不動産経済研究所の「首都圏 新築分譲マンション市場動向 2023年8月」によると、2023年8月時点での首都圏の新築マンション平均価格は1戸当たり7,195万円。東京23区の平均価格はなんと8,597万円だ。
一方、国税庁のレポート「令和3年分 民間給与実態統計調査」によれば、給与所得者のなかで正規社員の平均給与は508万円。これでは都心のマンションなど、とても手が出ない。
マンション価格高騰の要因には、円安、人件費や資材価格の高騰といった要因もあるが、やはり「タワーマンションの増加」の影響が大きいだろう。
以前であれば、タワマンの建設エリアといえば東京都心から湾岸部が中心だったが、近年では郊外のみならず、地方の中核都市にまで建設されている。ある意味、プレミア感は薄れてきたが、それでも東京都心の物件は別格であり、郊外の物件も高層階なら億を超える。
だが、そんな「億ション」に暮すのは一部の富裕層だけではない。タワマン市場を牽引しているのは、いわゆる「パワーカップル」と呼ばれる夫婦なのである。

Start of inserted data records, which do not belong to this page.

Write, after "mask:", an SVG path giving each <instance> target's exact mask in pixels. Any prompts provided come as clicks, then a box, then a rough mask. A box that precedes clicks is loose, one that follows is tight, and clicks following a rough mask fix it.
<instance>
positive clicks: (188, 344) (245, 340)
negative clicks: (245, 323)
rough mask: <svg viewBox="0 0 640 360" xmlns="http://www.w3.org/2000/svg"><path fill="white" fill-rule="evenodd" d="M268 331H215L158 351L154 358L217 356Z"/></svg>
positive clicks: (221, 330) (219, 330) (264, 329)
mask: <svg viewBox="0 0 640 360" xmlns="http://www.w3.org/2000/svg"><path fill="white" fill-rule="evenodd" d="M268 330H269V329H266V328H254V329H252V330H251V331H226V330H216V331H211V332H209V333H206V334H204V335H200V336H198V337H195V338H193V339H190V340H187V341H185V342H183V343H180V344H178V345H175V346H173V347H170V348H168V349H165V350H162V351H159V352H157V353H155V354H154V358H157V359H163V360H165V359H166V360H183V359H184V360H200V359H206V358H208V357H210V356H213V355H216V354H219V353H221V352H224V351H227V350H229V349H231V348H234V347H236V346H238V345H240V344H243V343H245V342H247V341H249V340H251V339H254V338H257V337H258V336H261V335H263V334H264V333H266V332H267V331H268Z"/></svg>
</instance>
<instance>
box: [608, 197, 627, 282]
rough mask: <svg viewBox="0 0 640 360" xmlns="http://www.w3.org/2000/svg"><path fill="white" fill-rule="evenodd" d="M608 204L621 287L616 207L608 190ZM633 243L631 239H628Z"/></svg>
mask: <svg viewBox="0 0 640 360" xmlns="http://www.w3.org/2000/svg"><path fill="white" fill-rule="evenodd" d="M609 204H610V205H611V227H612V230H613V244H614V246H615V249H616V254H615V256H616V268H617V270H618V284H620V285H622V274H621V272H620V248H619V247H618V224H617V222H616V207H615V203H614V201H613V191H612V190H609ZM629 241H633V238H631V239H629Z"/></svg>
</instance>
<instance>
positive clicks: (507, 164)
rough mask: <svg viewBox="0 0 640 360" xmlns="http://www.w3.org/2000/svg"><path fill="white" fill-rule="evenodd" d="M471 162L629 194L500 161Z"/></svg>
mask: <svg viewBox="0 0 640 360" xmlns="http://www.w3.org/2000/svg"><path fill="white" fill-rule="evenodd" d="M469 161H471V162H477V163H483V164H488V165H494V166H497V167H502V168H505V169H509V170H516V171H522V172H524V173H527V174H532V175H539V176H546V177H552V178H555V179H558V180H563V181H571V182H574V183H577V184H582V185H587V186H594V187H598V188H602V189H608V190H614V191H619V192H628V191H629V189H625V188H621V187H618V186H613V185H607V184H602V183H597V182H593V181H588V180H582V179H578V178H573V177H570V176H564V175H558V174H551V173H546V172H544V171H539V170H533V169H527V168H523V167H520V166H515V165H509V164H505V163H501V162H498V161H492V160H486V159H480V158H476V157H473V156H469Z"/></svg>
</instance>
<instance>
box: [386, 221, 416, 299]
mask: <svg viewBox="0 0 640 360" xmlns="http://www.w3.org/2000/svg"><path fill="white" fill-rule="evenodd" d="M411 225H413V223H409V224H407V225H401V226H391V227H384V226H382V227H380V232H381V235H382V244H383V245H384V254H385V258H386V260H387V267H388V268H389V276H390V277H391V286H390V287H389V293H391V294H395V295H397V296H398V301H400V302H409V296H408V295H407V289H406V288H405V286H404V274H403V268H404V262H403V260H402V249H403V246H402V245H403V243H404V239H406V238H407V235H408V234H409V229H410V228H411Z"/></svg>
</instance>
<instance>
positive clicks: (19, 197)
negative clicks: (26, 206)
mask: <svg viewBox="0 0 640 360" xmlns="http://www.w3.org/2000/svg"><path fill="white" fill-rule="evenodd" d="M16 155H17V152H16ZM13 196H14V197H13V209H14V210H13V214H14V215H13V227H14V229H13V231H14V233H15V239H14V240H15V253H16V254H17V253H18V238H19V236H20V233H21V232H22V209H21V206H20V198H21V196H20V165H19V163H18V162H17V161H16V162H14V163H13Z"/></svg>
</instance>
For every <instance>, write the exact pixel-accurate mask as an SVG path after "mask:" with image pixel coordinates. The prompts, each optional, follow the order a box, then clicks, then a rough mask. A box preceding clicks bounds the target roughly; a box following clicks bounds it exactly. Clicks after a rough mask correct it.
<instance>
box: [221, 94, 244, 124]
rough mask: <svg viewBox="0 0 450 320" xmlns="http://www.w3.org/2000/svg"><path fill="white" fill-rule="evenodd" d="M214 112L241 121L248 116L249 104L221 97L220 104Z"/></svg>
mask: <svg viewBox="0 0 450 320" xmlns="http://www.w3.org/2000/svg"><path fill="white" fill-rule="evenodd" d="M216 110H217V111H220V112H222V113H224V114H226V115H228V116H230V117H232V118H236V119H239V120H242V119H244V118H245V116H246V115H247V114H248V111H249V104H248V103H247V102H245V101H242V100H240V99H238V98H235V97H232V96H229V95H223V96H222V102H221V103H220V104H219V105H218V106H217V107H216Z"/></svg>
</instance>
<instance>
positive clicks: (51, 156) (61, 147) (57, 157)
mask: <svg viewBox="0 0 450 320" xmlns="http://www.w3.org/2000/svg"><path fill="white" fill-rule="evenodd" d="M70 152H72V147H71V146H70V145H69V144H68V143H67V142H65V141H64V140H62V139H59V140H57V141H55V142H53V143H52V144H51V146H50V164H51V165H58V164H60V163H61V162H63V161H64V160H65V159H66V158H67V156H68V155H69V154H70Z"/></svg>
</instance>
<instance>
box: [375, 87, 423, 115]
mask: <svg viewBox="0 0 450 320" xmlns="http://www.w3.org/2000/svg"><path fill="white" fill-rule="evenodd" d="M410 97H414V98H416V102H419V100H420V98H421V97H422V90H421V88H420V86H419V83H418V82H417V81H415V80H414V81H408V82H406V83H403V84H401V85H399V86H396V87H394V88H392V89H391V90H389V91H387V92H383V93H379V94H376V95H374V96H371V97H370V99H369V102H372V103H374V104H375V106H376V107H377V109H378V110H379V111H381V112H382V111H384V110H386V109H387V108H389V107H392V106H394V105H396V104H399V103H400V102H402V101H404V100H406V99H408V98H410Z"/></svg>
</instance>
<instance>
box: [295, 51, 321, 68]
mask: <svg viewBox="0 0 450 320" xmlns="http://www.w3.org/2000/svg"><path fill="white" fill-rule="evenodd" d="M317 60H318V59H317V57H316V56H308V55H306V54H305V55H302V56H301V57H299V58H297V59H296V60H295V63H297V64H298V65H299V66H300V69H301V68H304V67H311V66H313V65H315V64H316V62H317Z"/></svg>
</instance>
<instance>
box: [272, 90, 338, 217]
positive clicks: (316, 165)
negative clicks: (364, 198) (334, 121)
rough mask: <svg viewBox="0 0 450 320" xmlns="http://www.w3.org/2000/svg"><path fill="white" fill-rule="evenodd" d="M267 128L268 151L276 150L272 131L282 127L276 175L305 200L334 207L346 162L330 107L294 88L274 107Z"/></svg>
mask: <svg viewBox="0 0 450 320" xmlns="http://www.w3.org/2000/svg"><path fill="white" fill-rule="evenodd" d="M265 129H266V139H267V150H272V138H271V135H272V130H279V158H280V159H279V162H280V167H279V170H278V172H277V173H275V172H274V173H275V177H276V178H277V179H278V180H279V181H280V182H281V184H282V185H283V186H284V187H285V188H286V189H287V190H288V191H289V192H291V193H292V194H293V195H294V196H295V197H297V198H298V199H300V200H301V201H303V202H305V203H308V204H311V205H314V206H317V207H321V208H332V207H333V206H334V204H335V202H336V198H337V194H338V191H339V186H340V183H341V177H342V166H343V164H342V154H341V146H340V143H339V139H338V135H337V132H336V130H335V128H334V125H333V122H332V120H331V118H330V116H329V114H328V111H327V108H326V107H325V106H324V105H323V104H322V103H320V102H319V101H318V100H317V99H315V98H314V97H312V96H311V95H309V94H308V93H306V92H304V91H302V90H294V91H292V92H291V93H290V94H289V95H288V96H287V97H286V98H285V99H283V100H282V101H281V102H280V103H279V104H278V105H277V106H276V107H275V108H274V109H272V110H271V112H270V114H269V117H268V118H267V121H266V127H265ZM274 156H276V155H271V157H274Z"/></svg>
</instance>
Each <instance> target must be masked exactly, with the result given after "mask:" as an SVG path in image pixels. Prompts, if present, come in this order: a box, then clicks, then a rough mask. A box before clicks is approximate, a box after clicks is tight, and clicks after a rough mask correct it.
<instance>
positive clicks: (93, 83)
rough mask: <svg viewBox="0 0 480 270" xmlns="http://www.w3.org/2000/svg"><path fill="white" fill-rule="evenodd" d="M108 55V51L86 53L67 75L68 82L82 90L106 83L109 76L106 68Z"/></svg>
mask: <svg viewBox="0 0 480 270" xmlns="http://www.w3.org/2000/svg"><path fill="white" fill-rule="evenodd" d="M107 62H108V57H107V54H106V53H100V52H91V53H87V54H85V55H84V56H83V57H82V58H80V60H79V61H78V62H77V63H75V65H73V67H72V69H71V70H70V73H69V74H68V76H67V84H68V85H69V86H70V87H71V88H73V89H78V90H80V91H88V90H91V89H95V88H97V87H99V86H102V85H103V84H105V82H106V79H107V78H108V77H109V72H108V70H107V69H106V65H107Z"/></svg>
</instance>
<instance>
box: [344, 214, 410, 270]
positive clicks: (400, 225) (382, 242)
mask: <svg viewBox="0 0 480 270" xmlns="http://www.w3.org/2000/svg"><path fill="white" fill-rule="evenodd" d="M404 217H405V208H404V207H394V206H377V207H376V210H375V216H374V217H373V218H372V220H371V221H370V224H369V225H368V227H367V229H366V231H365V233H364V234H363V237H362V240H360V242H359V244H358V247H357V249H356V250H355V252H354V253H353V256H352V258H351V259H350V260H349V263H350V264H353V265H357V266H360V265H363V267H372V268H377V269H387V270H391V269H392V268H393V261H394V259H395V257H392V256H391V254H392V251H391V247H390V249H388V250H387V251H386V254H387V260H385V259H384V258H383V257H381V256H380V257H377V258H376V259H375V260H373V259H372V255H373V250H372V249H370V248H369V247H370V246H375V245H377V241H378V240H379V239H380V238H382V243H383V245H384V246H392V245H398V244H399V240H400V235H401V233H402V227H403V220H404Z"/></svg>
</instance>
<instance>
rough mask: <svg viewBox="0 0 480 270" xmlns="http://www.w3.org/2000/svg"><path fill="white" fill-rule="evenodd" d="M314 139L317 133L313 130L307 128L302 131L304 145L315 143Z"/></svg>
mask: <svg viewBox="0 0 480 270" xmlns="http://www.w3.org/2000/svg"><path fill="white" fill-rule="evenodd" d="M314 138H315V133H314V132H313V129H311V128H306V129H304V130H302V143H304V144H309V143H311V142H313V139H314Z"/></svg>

「パワーカップル」には厳密な定義はないが、「世帯年収1,400万円以上、個人年収700万円以上、30〜50代のカップル」といったイメージになるようだ。
彼らの多くは消費意欲が高く、住まいはもちろん、子どもの教育費、身につけるもの、日々の食材などにも、惜しむことなくお金を使う。
働き盛り世代で世帯年収が高く、消費意欲も旺盛なパワーカップルは、通勤にも家庭生活にも便利で、ラグジュアリーな雰囲気を味わえる、都心のタワマンを選んでいる。
タワマン購入会社員カップルに潜む「ペアローン」のリスク
ニッセイ基礎研究所のレポートによれば、夫婦とも年収が700万円以上の世帯は、2020年では総世帯のうちの約0.62%、共働き世帯の2.1%だった。
しかし、このような「勝ち組パワーカップル」でも、億ション購入の負担は重い。そこで不動産会社の営業は「ペアローンにすれば、夫婦共に住宅ローン控除を使えますよ」とメリットを強調し、積極的に勧める。そして実際に、多くが単独のローンではなく「ペアローン」を利用することになる。
仮に世帯年収1,400万円のパワーカップルが、1億円のタワマン購入する場合、返済額はどうなるか。
無理のない住宅ローン返済額の目安「返済負担率30%」で考えると、毎月の返済額は35万円。金融機関の審査金利3.0%、返済期間30年でシミュレーションすると、毎月の返済額35万円の範囲内での借入可能額は、およそ8,300万円だ。これなら、自己資金を入れれば十分購入可能といえる。
だが一方で、夫婦がペアローンを組んでタワマンを購入した場合、「収入リスク」には十分な注意が必要だ。
ペアローンによるタワマン購入は、あくまでも夫婦ともに収入があることが前提だ。仮に40歳の夫婦なら、70歳まで双方が収入を維持することが条件になる。70歳までの30年間、夫婦ともに同じ収入が続くと想定するのは、少々楽観的過ぎるとはいえないだろうか。
もし仮に退職金で繰り上げ返済を行っても、適用金利1.0%で借入可能額8,300万円を借りている場合、60歳時点での借入残高はおよそ3,000万円。これでは老後資金が大きく減ってしまう。
人生にはトラブルがつきものだ。自分や配偶者の病気、親の介護などによって収入が減る・なくなるリスクもある。
そもそもペアローンは、互いに連帯保証をしている状態となるため、片方が払えなくなれば、もう片方に支払い義務が生じる。これは離婚したとしても関係ない。離婚して夫がローン全額を背負ったものの、負担が大きすぎて自己破産し、競売にかけたものの債務が残り、別れた妻にのしかかる…といった悲劇は現実に起きている。
ずっと同じ生活が維持できるなら、億ションの購入は可能だろう。だが、上述した「万が一」の事態が起きてしまったら、即ペアローンは行き詰り、すぐ目の前に破綻が迫ることになるのだ。
高層階から見渡す風景は絶景だろう。だが、購入にあたっては、人生のリスクを十分考慮したうえで、冷静な判断が求められるといえる。